Recombinant UPF0178 protein yaiI (yaiI)

Shipped with Ice Packs
In Stock

Description

Introduction

Recombinant UPF0178 protein YaiI (YaiI) is a hypothetical protein encoded by the yaiI gene, classified under the UPF0178 family. It is expressed in bacterial species such as Escherichia coli O157:H7 and Salmonella typhimurium. This protein is of interest in structural and functional genomics due to its conserved but poorly characterized role in bacterial physiology .

Expression Systems and Purification

Recombinant YaiI is produced using multiple expression platforms to meet research demands:

ParameterDetails
Source OrganismEscherichia coli O157:H7, Salmonella typhimurium
Expression SystemsE. coli, Yeast, Baculovirus, Mammalian cells
TagHis-tag (common), AviTag (for biotinylation)
Purity≥85% (SDS-PAGE)
ReconstitutionLyophilized powder solubilized in sterile water or buffers

Functional Studies

  • Hypothetical Role: Predicted to participate in stress response or metabolic regulation, though mechanistic insights remain limited .

  • Interaction Networks: Computational models suggest associations with membrane transporters or redox enzymes .

Technical Uses

  • Antigen Production: Utilized for polyclonal antibody generation due to its immunogenicity .

  • Structural Biology: Serves as a target for X-ray crystallography or NMR to resolve 3D conformation .

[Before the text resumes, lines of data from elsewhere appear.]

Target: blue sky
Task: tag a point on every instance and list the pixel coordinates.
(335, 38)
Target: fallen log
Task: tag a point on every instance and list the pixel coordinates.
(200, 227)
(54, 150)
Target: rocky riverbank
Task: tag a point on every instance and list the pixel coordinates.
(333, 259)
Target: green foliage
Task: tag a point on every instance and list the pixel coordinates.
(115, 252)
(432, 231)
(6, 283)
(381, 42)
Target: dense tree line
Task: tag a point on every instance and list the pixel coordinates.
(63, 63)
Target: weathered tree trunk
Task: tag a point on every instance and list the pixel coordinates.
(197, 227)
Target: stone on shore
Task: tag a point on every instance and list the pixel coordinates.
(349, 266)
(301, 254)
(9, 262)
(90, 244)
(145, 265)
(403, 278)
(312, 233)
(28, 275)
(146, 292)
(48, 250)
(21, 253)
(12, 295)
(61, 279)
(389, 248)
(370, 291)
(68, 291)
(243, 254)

Challenges and Future Directions

  • Functional Annotation: No direct experimental data on enzymatic activity or pathways .

  • Biotechnological Potential: Engineered variants could explore roles in synthetic biology or antimicrobial drug discovery .

Product Specs

Form
Lyophilized powder. We will ship the in-stock format preferentially. If you have special format requirements, please note them when ordering.
Lead Time
Delivery time varies based on purchasing method and location. Consult your local distributor for specific delivery times. All proteins are shipped with standard blue ice packs. Request dry ice in advance for an extra fee.
Notes
Avoid repeated freezing and thawing. Store working aliquots at 4°C for up to one week.
Reconstitution
Briefly centrifuge the vial before opening. Reconstitute protein in sterile deionized water to 0.1-1.0 mg/mL. Add 5-50% glycerol (final concentration) and aliquot for long-term storage at -20°C/-80°C. Our default final glycerol concentration is 50%.
Shelf Life
Shelf life depends on storage conditions, buffer, temperature, and protein stability. Liquid form: 6 months at -20°C/-80°C. Lyophilized form: 12 months at -20°C/-80°C.
Storage Condition
Store at -20°C/-80°C upon receipt. Aliquot for multiple uses. Avoid repeated freeze-thaw cycles.
Tag Info
Tag type is determined during manufacturing. If you require a specific tag, please inform us, and we will prioritize its development.
Synonyms
yaiI; STY0420; t2477; UPF0178 protein YaiI
Buffer Before Lyophilization
Tris/PBS-based buffer, 6% Trehalose.
Datasheet
Please contact us to get it.
Expression Region
1-151
Protein Length
full length protein
Purity
>85% (SDS-PAGE)
Species
Salmonella typhi
Target Names
yaiI
Target Protein Sequence
MTIWVDADAC PNVIKEILYR AAERMQLPLI LVANQALRVP PSRFIRTLRV AAGFDVADNE IVRQCEAGDL VITADIPLAA EVLEKGAAAL NPRGERYSDA TIRERLTMRD FMDTLRASGV QTGGPNTLSP RDRQHFAAEL DKWWLESQRK K
Uniprot No.

Q&A

What is the molecular structure of the UPF0178 protein yaiI?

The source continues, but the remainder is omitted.